During the startup, taxi and takeoff section of the flight the actions of the pilot are based on numerous variables and his/ her ability to process that information and take sound decisions based on that. During taxi and cruise, pilot workload is usually low and the situation is relaxed.
Later on in the flight when the pilot gets tired his/her capabilities are reduced but at the same time the task requirements increase during the descent to approach and landing. Afterwards, during taxi to the parking position the workload is much less and the pilot can relax again.
It can be of great assistance for the pilot to have a firm grasp on the indications he may expect from the aircraft in terms of performance so that if something doesn't add up preventive action can be taken. For this we are going to take a look at the factors involved and reduce any risk as much as possible.
During preflight on the ground the pilot can prepare and make list of expected indications from the aircraft by thoroughly assessing the environment the flight is going to be executed in. To name but a few: air density, runway condition and wind direction all have their effects on the performance of engines, propeller and wings. For a checklist of these and other important items go to our section on aircraft performance.
Low workload situation: Should anything happen just stop and try to solve the problem. Without positive result the flight should be aborted and the aircraft taxied back to the hanger or parking position for inspection. In case of emergency everybody can get out of the aircraft without too much difficulty.
During this phase of the flight the pilot or crew checks the aircraft systems, sets up any needed navigational equipment (maps and or GPS) and gets everything ready for departure.
High workload situation: At this point the crew must have an idea of how the aircraft is going to perform. During power application and when the aircraft starts rolling the pilot must verify the runway heading, set the correct engine power and verify indications, see if the airspeed indicator comes alive and checks acceleration of the aircraft.

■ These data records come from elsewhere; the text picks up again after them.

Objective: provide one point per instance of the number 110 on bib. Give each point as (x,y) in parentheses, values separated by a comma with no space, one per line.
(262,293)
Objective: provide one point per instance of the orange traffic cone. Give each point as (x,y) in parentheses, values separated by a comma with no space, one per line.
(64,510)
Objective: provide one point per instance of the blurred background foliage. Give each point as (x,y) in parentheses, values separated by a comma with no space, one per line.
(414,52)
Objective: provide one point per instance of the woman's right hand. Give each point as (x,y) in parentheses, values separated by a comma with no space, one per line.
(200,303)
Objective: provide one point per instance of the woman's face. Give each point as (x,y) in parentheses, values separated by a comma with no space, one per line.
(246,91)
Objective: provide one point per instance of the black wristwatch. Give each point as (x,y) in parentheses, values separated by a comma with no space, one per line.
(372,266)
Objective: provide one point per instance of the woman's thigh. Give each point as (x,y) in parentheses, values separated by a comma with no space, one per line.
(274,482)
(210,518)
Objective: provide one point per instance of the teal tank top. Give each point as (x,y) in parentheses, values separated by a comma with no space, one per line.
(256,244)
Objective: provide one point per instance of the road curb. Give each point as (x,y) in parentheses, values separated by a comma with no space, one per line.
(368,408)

These takeoff indications are very important as the flight can be aborted while still on the runway and when remaining distance (accelerated stop distance available, ASDA) is sufficient so that the aircraft can be safely stopped on the remaining runway. Which is usually called an ATO, short for Aborted Take Off.
For a pilot to be prepared and to have an expectation of the performance of the aircraft we have separated the takeoff into several phases:
This section contains all preflight actions, aircraft inspection and ground operations up to when you are about ready to line up on the active runway. The result of this is that the pilot must be aware of the actual pressure and density altitudes, runway lengths and runway required and the rotation and initial climb speeds.

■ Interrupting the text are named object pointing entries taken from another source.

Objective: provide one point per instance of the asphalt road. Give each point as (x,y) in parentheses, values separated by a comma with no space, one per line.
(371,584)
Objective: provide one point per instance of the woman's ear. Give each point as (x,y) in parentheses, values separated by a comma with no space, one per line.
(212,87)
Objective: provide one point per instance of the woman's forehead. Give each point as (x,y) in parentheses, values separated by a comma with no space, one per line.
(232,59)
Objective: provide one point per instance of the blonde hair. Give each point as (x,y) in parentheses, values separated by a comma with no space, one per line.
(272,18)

All these factors can be deduced from current weather reports, the aircraft flight manual (AFM) and or the pilot operating handbook (POH). The result can be recorded in our document weight and balance performance data for quick reference during the flight, should it be needed or changes in the loading take place for any reason.

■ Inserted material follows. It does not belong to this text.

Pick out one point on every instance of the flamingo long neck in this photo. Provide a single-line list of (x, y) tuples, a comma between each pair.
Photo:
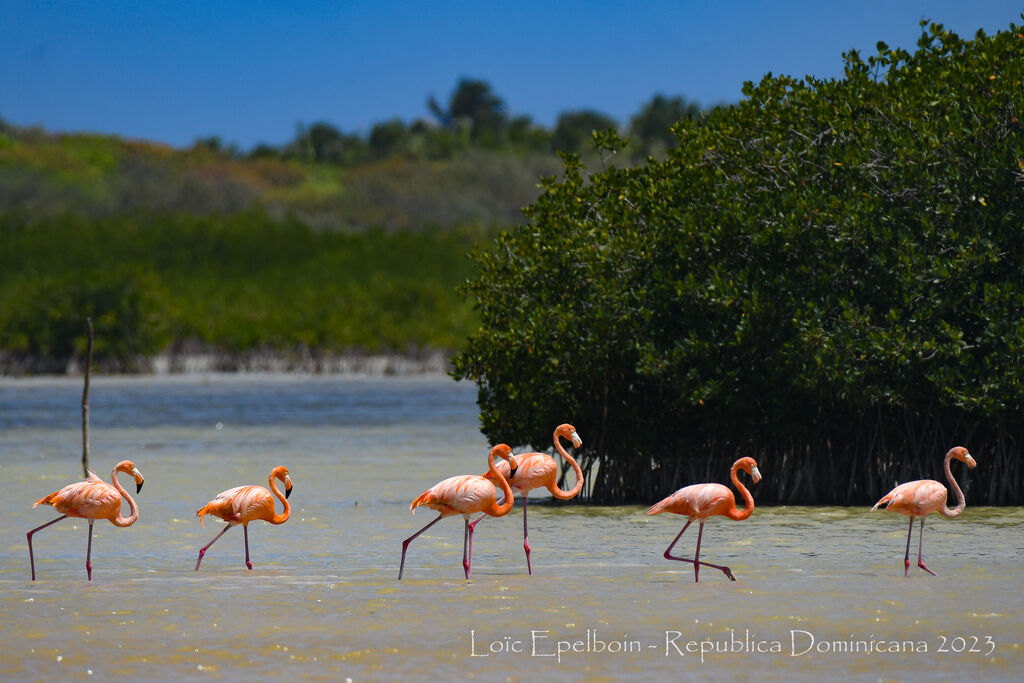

At this point you are ready to apply full power (or the power setting recommended by the flight manual) and start the takeoff roll. Indications to look for are: airspeed alive, takeoff manifold pressure, propeller RPM, fuel flow / pressure and engine pressure and temperatures.
Taking off from airports at sea level and with full throttle the manifold air pressure (MAP) should indicate at or around 30 inHG, expect 1 inHG less due to the design of the system. Should you have a turbocharged engine, the indication may go up to 40 or even more inches.
With a constant speed propeller the RPM will go to maximum, usually around 2700 for direct drive Lycoming and Continentals. Rotax engines will/ should show 5700 to 5800 RPM. Check the POH and note the RPM and MAP for full throttle.
Fuel flow/pressure indications can be found the POH, again check the POH and make note of this. Should you need to lean for maximum RPM and power due to takeoff from a high elevation airport, then these values will be lower. You may expect a MAP drop of around 1 inHG per 1000 ft of altitude/elevation with normally aspirated engines.
Calling 'Airspeed Alive' is self explanatory, if it fails, your pitot tube and or pitot static system has a problem and this system is essential for a safe flight. If you have enough runway available (check the ASDA) abort the takeoff and have the pitot system checked. Engine pressure and temperature indications may not exceed maximums as specified by the manufacturer.
Make sure to have at least 2/3 of the takeoff speed at 1/2 the runway length, if not: abort the takeoff. If airspeed indications are as expected rotate at the correct speed or when the aircraft 'wants' to fly (this depends on the applied takeoff technique), then pitch up to climb out at the correct VX speed for the calculated weight.
Due to ground effect the aircraft wants to liftoff below stall speed. There are two possibilities here: liftoff but remain in ground effect and accelerate to VX and climb away, or stay on the runway until reaching rotation speed before starting to climb.
After passing at least 200' AAL push the nose a bit forward (trim pitch down) and accelerate to VY and check engine pressure and temperatures (P/T). Continue until passing 500' AAL then check engine P/T, switch off the fuel pump, start to retract the flaps and pitch/trim for the cruise climb speed and power (usually around 2500 RPM and 25 inHG MAP), re-trim if needed.
At this point you are climbing away from the airport and ready for the climb to cruise phase switch over.